Reform Outcomes — Comparative Perspective
India vs China: China started market reforms in 1978 under Deng Xiaoping, giving it a 13-year head start. China's manufacturing share of GDP stands at 28% versus India's 17%. China's FDI stock is $3.5 trillion versus India's $600 billion. China became the "factory of the world" through SEZs and FDI-led export manufacturing; India became the "back office of the world" through IT services. China invested heavily in infrastructure while India's infrastructure deficit remains significant. China's authoritarian system allows decisive reforms; India's democratic process is slower but more legitimate.

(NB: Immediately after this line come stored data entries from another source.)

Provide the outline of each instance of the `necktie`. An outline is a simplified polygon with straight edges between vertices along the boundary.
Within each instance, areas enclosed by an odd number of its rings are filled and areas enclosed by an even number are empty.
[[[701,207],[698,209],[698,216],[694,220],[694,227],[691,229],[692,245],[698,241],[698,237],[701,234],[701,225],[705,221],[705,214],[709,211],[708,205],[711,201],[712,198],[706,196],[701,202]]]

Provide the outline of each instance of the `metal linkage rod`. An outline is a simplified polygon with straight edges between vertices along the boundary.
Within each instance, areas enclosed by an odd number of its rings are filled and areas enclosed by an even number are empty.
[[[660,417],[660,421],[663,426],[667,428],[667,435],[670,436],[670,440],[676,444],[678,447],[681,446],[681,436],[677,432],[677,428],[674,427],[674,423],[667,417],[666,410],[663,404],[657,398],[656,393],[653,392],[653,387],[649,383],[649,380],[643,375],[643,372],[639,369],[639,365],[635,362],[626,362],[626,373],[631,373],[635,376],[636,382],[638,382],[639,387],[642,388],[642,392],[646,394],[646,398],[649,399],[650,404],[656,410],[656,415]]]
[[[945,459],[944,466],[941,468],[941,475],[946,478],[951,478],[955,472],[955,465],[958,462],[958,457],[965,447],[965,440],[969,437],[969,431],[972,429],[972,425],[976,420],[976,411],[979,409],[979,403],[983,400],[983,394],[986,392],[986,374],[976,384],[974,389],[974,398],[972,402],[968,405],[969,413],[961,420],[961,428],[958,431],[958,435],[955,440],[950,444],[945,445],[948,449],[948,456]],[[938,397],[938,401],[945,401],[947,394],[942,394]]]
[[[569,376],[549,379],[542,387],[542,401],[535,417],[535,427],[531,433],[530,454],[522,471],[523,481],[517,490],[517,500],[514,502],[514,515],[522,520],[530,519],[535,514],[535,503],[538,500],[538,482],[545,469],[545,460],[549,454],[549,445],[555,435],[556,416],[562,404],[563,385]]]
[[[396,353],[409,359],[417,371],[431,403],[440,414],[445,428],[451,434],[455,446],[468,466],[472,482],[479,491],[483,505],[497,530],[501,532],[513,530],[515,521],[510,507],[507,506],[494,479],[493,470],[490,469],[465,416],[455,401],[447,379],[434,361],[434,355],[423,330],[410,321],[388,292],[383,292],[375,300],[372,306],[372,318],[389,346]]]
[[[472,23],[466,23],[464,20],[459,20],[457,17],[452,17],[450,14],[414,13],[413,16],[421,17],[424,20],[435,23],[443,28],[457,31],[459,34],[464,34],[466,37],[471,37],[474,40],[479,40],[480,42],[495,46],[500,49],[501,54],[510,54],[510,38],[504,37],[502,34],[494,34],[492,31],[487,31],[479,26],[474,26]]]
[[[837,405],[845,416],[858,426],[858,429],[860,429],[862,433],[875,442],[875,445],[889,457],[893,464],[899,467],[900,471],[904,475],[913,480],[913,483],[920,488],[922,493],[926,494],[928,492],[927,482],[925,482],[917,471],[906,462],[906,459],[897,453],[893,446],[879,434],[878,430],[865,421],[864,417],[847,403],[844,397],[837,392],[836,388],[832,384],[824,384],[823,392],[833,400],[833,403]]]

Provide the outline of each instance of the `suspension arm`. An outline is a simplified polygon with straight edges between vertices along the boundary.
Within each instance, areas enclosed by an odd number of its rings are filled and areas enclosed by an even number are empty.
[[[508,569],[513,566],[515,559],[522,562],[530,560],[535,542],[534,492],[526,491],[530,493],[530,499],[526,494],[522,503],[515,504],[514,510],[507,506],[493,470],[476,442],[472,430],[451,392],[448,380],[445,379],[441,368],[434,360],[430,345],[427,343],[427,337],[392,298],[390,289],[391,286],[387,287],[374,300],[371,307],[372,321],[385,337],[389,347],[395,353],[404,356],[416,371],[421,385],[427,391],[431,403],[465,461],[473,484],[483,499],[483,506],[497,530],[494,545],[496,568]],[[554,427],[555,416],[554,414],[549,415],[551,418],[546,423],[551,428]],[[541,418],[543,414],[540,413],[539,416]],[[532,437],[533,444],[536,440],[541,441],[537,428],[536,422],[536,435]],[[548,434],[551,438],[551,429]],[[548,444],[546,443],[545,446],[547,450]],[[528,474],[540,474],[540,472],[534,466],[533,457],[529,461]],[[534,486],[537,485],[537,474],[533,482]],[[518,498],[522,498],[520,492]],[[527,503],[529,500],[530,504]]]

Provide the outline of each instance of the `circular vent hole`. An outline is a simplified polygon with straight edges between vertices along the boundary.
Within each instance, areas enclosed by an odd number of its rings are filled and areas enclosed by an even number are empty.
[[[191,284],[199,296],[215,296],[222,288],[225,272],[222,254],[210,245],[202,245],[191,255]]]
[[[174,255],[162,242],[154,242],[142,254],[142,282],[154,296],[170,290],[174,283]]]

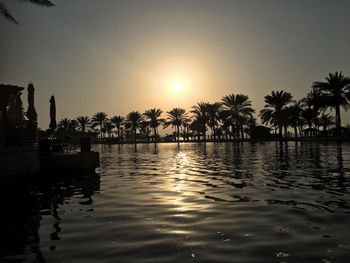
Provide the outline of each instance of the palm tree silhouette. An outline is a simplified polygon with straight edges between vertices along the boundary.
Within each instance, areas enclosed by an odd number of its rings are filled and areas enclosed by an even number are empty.
[[[106,132],[108,134],[108,138],[110,138],[111,134],[113,132],[113,129],[114,129],[114,125],[110,121],[106,121],[104,123],[104,128],[106,129]]]
[[[143,121],[142,114],[138,111],[132,111],[126,116],[126,122],[128,126],[133,131],[134,134],[134,143],[136,144],[136,132],[140,128]]]
[[[289,124],[294,128],[294,136],[298,137],[298,127],[302,123],[301,112],[303,111],[302,102],[296,101],[287,109]]]
[[[49,0],[20,0],[20,2],[28,2],[28,3],[38,5],[38,6],[43,6],[43,7],[54,6],[54,4]],[[10,13],[10,11],[2,2],[0,2],[0,15],[2,15],[5,19],[7,19],[12,23],[19,24],[16,18]]]
[[[323,113],[319,118],[318,118],[318,123],[320,124],[320,126],[322,126],[323,128],[323,133],[326,135],[327,133],[327,129],[329,127],[332,127],[334,125],[334,117],[331,116],[328,113]]]
[[[230,94],[222,98],[223,112],[230,118],[231,129],[234,137],[238,139],[239,131],[243,137],[243,124],[253,116],[255,110],[247,95]]]
[[[318,90],[311,90],[305,98],[301,100],[302,111],[301,120],[303,125],[307,125],[309,129],[317,126],[318,115],[320,111],[326,109],[324,98]]]
[[[70,122],[70,119],[63,118],[58,122],[57,127],[61,132],[68,132],[70,128]]]
[[[271,95],[265,96],[265,108],[259,114],[263,124],[270,123],[279,129],[280,136],[285,121],[284,110],[293,102],[292,98],[293,96],[284,90],[272,91]]]
[[[143,114],[146,117],[146,121],[149,127],[153,129],[154,143],[157,143],[158,139],[158,127],[164,123],[164,119],[161,118],[163,111],[161,109],[146,110]]]
[[[336,133],[341,133],[340,108],[348,110],[350,102],[350,78],[342,72],[329,73],[325,82],[314,82],[312,88],[319,91],[325,106],[335,109]]]
[[[122,116],[113,116],[111,118],[111,122],[114,124],[115,128],[117,129],[117,135],[118,135],[118,140],[120,140],[120,131],[122,128],[122,124],[124,122],[124,118]]]
[[[79,126],[79,122],[77,120],[71,120],[69,122],[69,133],[72,135],[77,131]]]
[[[107,121],[107,114],[104,112],[97,112],[91,119],[94,125],[98,125],[100,128],[100,137],[102,139],[103,137],[103,126],[104,123]]]
[[[204,140],[206,140],[206,131],[207,131],[207,123],[209,120],[208,117],[208,105],[207,102],[198,102],[197,105],[192,107],[191,113],[194,115],[194,121],[195,127],[198,131],[198,137],[200,135],[203,135]]]
[[[245,132],[250,136],[250,138],[255,137],[255,130],[256,130],[256,126],[257,126],[257,122],[256,122],[256,118],[254,118],[253,116],[249,117],[249,119],[247,119],[246,125],[245,125]]]
[[[175,133],[177,137],[177,142],[180,140],[180,127],[187,120],[187,113],[185,109],[173,108],[171,111],[167,112],[167,121],[165,127],[171,125],[175,127]]]
[[[85,133],[86,126],[90,124],[90,118],[88,116],[79,116],[77,121],[80,125],[81,132]]]
[[[208,103],[207,111],[208,111],[208,126],[213,132],[214,140],[216,139],[216,130],[219,123],[220,111],[222,109],[221,102]]]

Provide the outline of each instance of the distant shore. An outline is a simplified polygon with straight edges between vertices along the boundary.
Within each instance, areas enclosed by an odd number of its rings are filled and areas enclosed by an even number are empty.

Both face middle-income trap risks — China at $12,000 per capita, India at $2,500. India vs Russia: Russia adopted "Big Bang" shock therapy in 1992 — rapid privatisation, price liberalisation, free trade. The result was oligarchic capture, a 40% GDP collapse (1990-98), mass poverty, and soaring inequality. India's gradualist approach avoided these extremes. India vs East Asia (South Korea, Taiwan, Singapore): These economies industrialised through export-oriented manufacturing, 35-40% savings rates, massive human capital investment, and strategic industrial policy. India's savings rate peaked at 36.8% (2007-08) but declined to 30% — lower capital formation constrains growth potential. Exams compare India's reform trajectory with China and East Asia.
Relevant Exams
LPG reforms are one of the most important economics topics. UPSC tests the background (1991 crisis), specific reforms, and their impact. SSC exams ask about the year, key personalities, and what was abolished/reformed. Banking exams test financial sector reforms and FDI liberalisation. Current affairs questions on second-generation reforms and PLI schemes are common.